Recently, voice-to-text services have come to realize the market potential of non-American accents. Still, major free speech-to-text services remain useless for foreigners. For instance, if you have an accent, automatic captions on pretty much every video hosting platform will misinterpret your words.

ContentFries keeps improving its accent accommodation, but the overall technology still has a long way to go before it becomes equally useful to global audiences as it is to Westerners in general and Americans in particular.

Library Limitations

A very serious problem with many speech-to-text services is also one faced by most print dictionaries: the pace at which our language is evolving. From "yes" to "dank" and "fam" to "finna," new words keep getting introduced to the social media sphere.

It isn’t a big deal if these words are absent from an academic transcription program’s library. But when an app that serves content creators cannot recognize “big yikes,” then it is indeed a big yikes!

Creator-driven technologies are better at lingo updates. ContentFries was built to serve the content repurposing model made famous by the most celebrated legacy content creator, Gary Vee.
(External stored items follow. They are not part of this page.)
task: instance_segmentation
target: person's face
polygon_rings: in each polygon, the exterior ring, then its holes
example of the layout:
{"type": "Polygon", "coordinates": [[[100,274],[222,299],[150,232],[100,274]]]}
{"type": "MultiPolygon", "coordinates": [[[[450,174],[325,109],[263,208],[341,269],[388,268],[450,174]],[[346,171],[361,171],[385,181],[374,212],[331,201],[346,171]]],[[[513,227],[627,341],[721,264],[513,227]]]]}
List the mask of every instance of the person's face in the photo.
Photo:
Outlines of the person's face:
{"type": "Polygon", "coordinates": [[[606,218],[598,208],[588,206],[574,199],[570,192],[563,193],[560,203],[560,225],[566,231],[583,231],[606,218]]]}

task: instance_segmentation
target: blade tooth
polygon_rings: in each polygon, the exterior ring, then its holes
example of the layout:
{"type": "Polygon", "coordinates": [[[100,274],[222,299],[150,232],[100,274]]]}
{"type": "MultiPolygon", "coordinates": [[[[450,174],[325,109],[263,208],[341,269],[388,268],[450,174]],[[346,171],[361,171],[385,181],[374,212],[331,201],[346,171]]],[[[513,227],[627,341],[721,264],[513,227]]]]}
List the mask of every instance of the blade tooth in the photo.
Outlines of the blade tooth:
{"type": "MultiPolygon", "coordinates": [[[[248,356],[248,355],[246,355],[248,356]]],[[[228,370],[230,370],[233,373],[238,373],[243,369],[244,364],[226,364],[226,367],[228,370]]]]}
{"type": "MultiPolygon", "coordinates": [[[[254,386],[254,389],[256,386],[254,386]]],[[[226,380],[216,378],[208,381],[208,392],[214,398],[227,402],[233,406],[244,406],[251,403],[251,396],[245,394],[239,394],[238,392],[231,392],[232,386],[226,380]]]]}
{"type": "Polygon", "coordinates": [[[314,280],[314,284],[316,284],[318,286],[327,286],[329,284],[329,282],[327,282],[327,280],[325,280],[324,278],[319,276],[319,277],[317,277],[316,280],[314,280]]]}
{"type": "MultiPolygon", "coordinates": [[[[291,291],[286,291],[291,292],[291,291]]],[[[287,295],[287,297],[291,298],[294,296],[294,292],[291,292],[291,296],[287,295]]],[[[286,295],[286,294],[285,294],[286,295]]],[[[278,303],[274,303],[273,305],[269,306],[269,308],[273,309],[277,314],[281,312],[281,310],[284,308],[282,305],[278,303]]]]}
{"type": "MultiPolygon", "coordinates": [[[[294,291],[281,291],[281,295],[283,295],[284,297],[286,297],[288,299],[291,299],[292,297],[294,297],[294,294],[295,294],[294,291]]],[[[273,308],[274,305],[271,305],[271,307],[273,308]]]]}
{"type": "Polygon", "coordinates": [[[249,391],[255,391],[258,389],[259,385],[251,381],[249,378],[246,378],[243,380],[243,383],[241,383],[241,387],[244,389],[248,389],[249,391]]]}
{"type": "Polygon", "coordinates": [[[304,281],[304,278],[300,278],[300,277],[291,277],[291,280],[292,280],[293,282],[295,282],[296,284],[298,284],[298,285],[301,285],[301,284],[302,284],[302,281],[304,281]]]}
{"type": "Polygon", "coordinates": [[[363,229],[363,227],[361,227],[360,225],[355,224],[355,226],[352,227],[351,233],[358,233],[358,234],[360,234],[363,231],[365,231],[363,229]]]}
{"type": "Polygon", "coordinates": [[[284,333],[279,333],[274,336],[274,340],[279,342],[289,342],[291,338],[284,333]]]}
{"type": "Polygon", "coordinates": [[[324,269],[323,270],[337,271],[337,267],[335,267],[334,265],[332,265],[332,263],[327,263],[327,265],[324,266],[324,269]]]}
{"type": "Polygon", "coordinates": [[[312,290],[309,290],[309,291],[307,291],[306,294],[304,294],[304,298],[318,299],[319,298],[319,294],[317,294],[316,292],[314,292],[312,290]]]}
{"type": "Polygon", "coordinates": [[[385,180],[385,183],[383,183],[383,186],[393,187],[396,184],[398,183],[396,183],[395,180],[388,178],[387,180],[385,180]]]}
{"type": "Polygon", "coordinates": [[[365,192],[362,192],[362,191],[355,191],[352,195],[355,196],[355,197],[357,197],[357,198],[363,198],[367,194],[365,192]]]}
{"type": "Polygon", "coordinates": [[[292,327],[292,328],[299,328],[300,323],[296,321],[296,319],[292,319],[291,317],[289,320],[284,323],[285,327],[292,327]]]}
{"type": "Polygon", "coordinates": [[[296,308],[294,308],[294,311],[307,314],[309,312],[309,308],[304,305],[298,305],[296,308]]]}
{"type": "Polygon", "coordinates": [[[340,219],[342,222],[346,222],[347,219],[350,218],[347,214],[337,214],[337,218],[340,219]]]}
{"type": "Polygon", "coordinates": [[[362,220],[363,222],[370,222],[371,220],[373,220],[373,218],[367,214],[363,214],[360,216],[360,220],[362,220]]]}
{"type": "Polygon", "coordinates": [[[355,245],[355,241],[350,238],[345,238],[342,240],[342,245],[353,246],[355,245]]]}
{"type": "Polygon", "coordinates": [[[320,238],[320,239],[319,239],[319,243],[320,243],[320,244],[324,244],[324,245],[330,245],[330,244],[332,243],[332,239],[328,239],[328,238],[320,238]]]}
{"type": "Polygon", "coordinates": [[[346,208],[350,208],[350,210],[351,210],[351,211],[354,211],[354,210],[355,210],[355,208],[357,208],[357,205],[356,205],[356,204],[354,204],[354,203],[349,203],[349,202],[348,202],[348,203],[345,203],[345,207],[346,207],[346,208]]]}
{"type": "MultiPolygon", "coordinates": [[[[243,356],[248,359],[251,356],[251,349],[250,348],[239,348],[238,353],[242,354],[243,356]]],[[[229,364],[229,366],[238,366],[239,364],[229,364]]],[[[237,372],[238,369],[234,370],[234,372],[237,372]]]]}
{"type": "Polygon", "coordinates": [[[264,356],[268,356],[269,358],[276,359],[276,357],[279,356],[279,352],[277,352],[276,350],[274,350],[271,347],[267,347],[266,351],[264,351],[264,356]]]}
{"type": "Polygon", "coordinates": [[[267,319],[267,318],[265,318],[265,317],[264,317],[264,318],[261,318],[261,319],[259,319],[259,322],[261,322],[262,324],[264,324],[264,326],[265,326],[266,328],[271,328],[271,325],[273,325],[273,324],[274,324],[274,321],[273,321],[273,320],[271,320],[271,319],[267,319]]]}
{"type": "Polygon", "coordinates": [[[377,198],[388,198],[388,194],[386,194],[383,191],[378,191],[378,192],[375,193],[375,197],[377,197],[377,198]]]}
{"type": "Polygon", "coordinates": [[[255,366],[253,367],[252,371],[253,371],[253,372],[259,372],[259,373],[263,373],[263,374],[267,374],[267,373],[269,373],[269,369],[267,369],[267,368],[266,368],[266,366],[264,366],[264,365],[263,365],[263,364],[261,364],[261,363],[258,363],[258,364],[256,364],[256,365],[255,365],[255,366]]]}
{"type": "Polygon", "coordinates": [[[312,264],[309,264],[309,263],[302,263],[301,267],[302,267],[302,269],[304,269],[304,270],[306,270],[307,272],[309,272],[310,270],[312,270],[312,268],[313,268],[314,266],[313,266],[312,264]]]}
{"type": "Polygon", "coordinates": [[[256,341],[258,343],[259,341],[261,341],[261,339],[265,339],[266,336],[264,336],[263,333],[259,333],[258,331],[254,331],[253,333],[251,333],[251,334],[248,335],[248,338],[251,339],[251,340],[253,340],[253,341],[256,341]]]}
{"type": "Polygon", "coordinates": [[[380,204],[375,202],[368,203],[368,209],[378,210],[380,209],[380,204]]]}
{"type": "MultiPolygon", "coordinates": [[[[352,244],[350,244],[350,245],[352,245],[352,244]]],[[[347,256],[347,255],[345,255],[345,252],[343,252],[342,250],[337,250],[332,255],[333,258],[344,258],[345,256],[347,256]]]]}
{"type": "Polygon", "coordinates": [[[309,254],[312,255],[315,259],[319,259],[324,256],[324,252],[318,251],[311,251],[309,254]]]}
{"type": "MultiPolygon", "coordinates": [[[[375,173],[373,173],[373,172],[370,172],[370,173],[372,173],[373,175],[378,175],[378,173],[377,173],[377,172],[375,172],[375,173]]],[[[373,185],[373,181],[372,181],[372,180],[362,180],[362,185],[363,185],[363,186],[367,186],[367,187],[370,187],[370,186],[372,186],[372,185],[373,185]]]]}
It is helmed by two deeply passionate individuals who want to serve the content creation market. So it makes sense that they can personally add new words they come across when consuming content.

But mass-use platforms that aren’t built around transcription don’t offer the same kind of up-to-date transcription.

Final Thoughts

Speech recognition technology has been around since the 60s. It is becoming more relevant now because of its value in the creator economy. By cross-referencing audio signals with a text library, the software can now convert speech to text, allowing computers to transcribe, interpret, and categorize audio. Content creators can use speech to text to technology for timestamps, content repurposing, and research.